In State of Tennessee v. City of Chattanooga, the Sixth Circuit held that there was no section 1983 remedy, and thus no statutory attorney fees under section 1988, for the City's violation of the federal Telecommunications Act of 1996, citing the U.S. Supreme Court's recent decision in City of Rancho Palos Verdes v. Abrams, another tower-siting case.

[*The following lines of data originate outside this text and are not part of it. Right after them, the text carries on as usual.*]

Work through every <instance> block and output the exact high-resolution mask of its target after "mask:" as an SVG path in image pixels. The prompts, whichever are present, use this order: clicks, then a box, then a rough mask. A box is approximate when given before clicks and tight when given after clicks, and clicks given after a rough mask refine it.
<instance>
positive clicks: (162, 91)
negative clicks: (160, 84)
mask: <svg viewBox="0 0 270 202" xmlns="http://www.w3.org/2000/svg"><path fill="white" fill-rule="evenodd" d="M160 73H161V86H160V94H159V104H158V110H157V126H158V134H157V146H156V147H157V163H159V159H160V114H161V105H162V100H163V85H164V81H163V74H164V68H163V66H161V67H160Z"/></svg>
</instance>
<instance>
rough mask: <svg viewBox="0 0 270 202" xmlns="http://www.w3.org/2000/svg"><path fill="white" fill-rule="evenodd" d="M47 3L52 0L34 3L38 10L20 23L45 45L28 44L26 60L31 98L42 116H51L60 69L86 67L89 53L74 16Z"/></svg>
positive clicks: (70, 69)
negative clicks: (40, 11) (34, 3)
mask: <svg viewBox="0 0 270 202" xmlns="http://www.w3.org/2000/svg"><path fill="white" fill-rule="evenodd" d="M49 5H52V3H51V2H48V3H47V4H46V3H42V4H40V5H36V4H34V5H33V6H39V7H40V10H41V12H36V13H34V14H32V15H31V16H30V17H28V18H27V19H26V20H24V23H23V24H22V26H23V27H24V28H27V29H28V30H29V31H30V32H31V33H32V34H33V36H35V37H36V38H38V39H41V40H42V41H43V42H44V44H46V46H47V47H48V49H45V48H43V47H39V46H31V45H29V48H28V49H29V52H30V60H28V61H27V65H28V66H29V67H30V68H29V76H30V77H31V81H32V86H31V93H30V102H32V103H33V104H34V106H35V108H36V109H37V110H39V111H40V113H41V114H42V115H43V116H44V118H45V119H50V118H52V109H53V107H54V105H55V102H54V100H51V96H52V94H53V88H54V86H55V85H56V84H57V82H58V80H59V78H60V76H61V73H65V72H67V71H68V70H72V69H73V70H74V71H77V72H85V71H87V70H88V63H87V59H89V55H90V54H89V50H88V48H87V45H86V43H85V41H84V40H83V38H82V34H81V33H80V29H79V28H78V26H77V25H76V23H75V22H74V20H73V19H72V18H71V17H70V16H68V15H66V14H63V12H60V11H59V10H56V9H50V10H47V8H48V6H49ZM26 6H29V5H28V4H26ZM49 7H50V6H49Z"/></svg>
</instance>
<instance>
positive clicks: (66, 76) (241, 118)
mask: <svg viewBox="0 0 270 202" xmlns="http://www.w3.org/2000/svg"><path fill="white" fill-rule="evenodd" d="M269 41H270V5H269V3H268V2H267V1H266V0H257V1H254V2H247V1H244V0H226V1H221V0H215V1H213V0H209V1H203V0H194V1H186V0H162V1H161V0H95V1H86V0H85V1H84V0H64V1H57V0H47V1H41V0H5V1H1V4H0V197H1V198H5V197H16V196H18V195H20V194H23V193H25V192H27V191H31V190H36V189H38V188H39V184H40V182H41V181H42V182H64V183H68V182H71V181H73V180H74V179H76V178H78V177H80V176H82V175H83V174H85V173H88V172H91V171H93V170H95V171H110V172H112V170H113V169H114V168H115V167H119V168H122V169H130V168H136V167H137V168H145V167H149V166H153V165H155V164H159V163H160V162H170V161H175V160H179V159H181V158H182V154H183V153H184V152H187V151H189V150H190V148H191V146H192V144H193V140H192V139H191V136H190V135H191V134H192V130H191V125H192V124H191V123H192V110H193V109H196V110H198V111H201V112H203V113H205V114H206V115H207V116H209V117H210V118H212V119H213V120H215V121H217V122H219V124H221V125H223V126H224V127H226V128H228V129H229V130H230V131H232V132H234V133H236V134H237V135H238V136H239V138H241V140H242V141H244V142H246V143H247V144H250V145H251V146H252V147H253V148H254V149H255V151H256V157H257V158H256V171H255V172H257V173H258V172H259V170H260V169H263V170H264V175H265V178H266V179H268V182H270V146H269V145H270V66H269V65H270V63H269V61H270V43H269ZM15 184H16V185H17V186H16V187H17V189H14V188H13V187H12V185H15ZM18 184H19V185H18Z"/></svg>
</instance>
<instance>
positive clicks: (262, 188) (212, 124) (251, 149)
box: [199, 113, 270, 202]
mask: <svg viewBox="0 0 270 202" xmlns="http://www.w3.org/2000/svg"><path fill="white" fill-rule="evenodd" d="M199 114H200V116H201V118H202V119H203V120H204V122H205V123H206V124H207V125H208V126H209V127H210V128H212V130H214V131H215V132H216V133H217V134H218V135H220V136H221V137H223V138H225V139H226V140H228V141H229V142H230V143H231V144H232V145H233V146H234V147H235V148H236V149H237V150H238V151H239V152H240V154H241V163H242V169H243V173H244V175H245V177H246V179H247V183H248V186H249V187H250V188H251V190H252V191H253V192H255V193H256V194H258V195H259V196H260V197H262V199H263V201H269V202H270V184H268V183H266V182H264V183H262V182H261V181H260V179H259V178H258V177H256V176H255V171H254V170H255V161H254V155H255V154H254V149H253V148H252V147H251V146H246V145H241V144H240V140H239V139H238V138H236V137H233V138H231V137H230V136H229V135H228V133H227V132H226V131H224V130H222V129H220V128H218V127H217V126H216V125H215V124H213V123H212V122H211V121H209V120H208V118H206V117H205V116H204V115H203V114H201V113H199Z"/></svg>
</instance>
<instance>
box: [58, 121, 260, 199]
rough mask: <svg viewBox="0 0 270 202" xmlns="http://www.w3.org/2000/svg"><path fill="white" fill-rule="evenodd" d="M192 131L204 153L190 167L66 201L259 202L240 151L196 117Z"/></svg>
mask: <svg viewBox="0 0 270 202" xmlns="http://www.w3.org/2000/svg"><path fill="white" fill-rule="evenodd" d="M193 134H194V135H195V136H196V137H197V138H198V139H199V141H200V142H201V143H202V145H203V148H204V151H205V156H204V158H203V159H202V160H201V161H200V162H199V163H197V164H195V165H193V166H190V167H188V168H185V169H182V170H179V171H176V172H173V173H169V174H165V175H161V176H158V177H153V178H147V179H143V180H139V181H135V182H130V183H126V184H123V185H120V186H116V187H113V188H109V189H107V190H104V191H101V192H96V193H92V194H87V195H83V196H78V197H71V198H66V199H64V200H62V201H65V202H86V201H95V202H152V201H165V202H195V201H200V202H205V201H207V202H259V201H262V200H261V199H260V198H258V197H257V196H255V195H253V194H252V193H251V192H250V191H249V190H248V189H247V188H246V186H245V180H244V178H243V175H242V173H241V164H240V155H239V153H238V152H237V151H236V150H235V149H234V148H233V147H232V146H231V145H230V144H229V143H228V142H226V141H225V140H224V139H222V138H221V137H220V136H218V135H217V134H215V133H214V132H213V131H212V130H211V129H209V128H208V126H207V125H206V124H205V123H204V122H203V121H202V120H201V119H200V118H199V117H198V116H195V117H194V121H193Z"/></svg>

Somewhat similarly, in Virginia Office for Protection and Advocacy v. Reinhard, the Fourth Circuit in an opinion Chief Judge Wilkins, joined by Judges Niemeyer and District Judge Wilson, concluded that on the claim under the Protection and Advocacy for Mentally Ill Individuals Act of 1986 against the defendant in his official capacity there was no proper section 1983 claim because the plaintiff Office was not a person under section 1983 and therefore there could be no attorneys' fee award under section 1988. (In the Sixth Circuit's case, the actual use plaintiff was a private outfit, and so the issue of the state as a section 1983 plaintiff evidently did not come into play.)
On the face of it, I would have thought that not only was there no proper plaintiff, there also was no proper section 1983 defendant, since in the Will case, among others, that neither States nor state officials acting in their official capacities are "persons" within meaning of 1983. Perhaps I am missing something, since that aspect was apparently not discussed.
What these cases have in common are plaintiffs bringing claims to enforce federal rights who tried but failed to also make out section 1983 claims, without which they had no statutory right to attorney fees.